Character Workshop
Art Direction, Advertising
Letters are cheap, but they didn’t use to be. 
Inscribed into the walls of turquoise mines in the Sinai Peninsula were the skeletons of the first alphabet in the world. 
The Canaanites were master abstractors and the fruits of their labor were picked up, altered, adapted, and developed by a host of other peoples including the Phoenicians, Greeks, Etruscans, among many others. Proto-Sinaitic, as this alphabet is now called, was itself inspired by the forms of Egyptian hieroglyphs. 
Each symbol of their alphabet represented a consonant rather than a word or idea (like hieroglyphs or Chinese characters), constituting the basis of the Semitic alphabetic system, and the beginning of alphabets across much of today's world. Below is the location of one of these historical turquoise mines and (incredibly) photos of some of the inscriptions.
I sought to create a unified system to illustrate the "characters" of our modern Latin alphabet by integrating them into a standardized, visually cohesive chart. I recorded the evolution of the letters of the Latin alphabet, narrowed it down to those with the most illustrative origins, and cross-referenced with the evolution of letters in language families other than Romance or Germanic such as Hebrew, Arabic and Greek with some linguistics books and limited online resources.
A (alp / Aleph): Ox head
D (dag / Dalet): Fish
E (hillul / Hay): Praising Man
G (gamal / Gimel): Camel

My rendition of the timeline of the system of characters. The hieroglyphs are modified from Unicode.
I designed this project to be an advertising campaign for an annual typographic conference (The Type Foundation!). A system of four posters, accompanied by a logo, brand guidelines, and motion graphics resulted from the process.
"Character Workshop; students and professionals learn about and experiment with the mysterious ‘characters’ of the alphabets. Keynote speakers deliver lucid presentations revealing the history and future of writing, alphabets, linguistics, typography, and graphic design. Artists and designers lead workshops on developing skills surrounding letterforms.
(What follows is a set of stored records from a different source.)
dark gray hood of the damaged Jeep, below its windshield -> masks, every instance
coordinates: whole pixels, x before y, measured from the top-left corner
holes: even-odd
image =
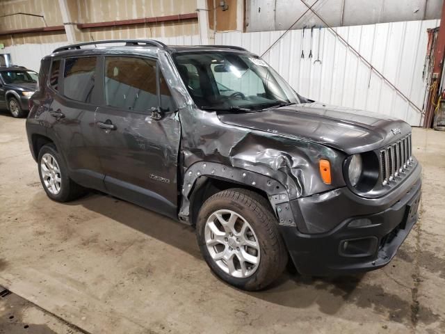
[[[377,150],[411,132],[411,126],[403,120],[319,103],[257,113],[219,113],[218,118],[228,125],[309,140],[346,154]],[[391,129],[400,129],[400,134]]]

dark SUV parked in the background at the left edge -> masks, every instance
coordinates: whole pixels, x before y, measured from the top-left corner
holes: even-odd
[[[38,74],[23,66],[0,66],[0,109],[6,108],[16,118],[29,111],[29,98],[37,90]]]

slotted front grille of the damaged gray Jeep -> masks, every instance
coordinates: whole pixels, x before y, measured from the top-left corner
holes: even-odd
[[[385,186],[390,182],[396,182],[412,164],[411,134],[400,141],[380,150],[380,172],[382,173],[382,184]]]

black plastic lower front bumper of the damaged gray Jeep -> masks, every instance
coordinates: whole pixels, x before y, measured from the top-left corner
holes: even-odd
[[[326,214],[335,210],[344,214],[350,210],[351,216],[330,232],[304,234],[298,228],[284,225],[280,229],[289,254],[303,275],[337,276],[371,271],[384,267],[396,255],[417,221],[420,198],[419,171],[417,180],[403,196],[380,212],[357,215],[357,207],[337,207]],[[321,211],[323,214],[323,206]]]

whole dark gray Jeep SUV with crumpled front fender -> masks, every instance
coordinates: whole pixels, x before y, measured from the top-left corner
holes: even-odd
[[[39,82],[26,131],[49,198],[97,189],[194,225],[236,287],[288,256],[314,276],[383,267],[416,223],[410,125],[307,100],[245,49],[69,45]]]

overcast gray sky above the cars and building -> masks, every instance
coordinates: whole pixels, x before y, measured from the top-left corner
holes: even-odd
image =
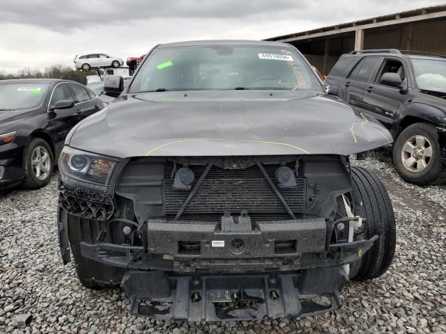
[[[140,56],[158,43],[261,40],[445,0],[11,0],[0,6],[0,70],[73,65],[76,54]]]

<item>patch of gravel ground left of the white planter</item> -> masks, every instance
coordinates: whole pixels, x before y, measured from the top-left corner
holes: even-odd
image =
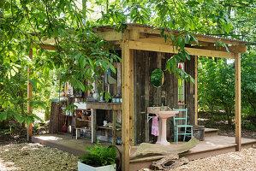
[[[78,157],[41,144],[0,145],[0,170],[77,170]]]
Students gain opportunities to broaden their expertise and explore new passions."
I learned a lot from Character Workshop, and I discovered two important lessons: 
Formulas don’t create anything innovative or unique; they’re helpful only for structuring a process.
And that the most important aspect of constructing a system is creating it non-destructively; each part must be mobile, deft, and versatile, able to be modified as needed.